There is a host of local favorites competing in the main draw of this year’s French Open. 15th seed entertainer and former semifinalist Gael Monfils, former World #5 Jo-Wilfred Tsonga, and Benoit Paire lead the pack. Having won only one of the six matches he has played this year, the experienced Tsonga is hoping to find form at Roland Garros. Veterans Giles Simon and Richard Gasquet are also making an appearance. The consistent Gasquet was a quarterfinalist in 2016 and is fresh from a satisfying run at the ATP 250 in Lyon, where he lost to Karen Khachanov in the quarterfinals. However, he has a 5-7 win-loss record this year.

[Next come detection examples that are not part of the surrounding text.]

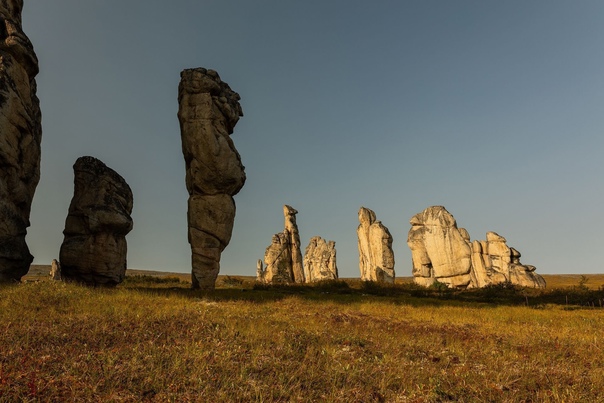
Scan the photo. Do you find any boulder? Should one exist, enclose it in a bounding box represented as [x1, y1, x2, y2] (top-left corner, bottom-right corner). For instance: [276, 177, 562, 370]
[407, 206, 472, 288]
[257, 230, 294, 284]
[178, 68, 246, 290]
[483, 232, 546, 288]
[283, 204, 304, 283]
[357, 207, 395, 283]
[304, 236, 338, 283]
[0, 0, 42, 282]
[59, 157, 133, 286]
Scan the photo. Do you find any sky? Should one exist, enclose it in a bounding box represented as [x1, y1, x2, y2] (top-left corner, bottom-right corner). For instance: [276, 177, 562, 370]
[23, 0, 604, 277]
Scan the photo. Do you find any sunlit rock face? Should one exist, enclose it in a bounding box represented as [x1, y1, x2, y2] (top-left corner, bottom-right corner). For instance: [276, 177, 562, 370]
[256, 205, 304, 284]
[304, 236, 338, 283]
[407, 206, 472, 288]
[357, 207, 395, 283]
[407, 206, 545, 288]
[0, 0, 42, 282]
[59, 157, 133, 286]
[283, 204, 304, 283]
[475, 232, 545, 288]
[178, 68, 246, 290]
[49, 259, 61, 281]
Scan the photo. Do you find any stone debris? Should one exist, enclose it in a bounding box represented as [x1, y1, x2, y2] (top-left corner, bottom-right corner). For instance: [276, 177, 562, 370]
[0, 0, 42, 282]
[59, 157, 133, 286]
[178, 68, 246, 290]
[304, 236, 338, 283]
[357, 207, 395, 283]
[407, 206, 545, 288]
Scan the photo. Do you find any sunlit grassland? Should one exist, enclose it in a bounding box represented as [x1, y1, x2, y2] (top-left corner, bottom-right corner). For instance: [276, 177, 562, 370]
[0, 276, 604, 402]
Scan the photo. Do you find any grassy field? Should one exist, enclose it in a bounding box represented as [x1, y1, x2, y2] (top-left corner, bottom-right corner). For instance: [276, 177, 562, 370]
[0, 272, 604, 402]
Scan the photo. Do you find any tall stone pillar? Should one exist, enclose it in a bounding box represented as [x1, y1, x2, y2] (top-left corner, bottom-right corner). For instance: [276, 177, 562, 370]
[178, 68, 245, 290]
[0, 0, 42, 282]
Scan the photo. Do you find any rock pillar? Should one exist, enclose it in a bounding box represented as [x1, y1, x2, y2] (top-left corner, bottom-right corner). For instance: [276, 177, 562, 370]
[0, 0, 42, 282]
[178, 68, 245, 290]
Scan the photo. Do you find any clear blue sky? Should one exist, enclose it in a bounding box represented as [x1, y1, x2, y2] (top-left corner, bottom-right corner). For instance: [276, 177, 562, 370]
[23, 0, 604, 277]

Hugo Gaston at the 2020 French Open
With the old French guard losing sheen, the man to watch over the coming fortnight may well be the young left-hander Hugo Gaston, who was the last Frenchman left standing at Roland Garros last year. Gaston emerged as the local hero when he stretched Dominic Thiem to five sets on the back of a bizarre approach before falling to the two-time finalist in their Round of 16 match. The drop-shot-obsessed Gaston had masterfully scripted an upset over former champion Wawrinka the round prior.
It almost seemed like Wawrinka, one of the sport’s most physical players, wasn’t prepared for the surprise onslaught of drop shots. The French wild card does have an armor of skillful shots; what stands out, however, is a pair of soft hands that can execute one effective drop shot after another. For perspective, the great Rafael Nadal relied heavily on the forehand drop shot until late 2005, before he settled on a predominantly defensive baseline game. While Nadal has no equals, Gaston is yet to break into the Top 100 on the tour.
He hasn’t played enough Grand Slam matches to draw statistics from yet. While he seems to be inclined towards the disruptive drop shot, Gaston should be looking to play longer rallies. With a first serve percentage on the wrong side of 60, the 5’8″ Frenchman’s best plan could comprise of a higher first serve percentage and sustained rallies. Top 10 players are known to be vulnerable to unconventional opposition. Hugo Gaston, much of a crowd player, might well succeed in pulling together a first week upset for the second year in a row.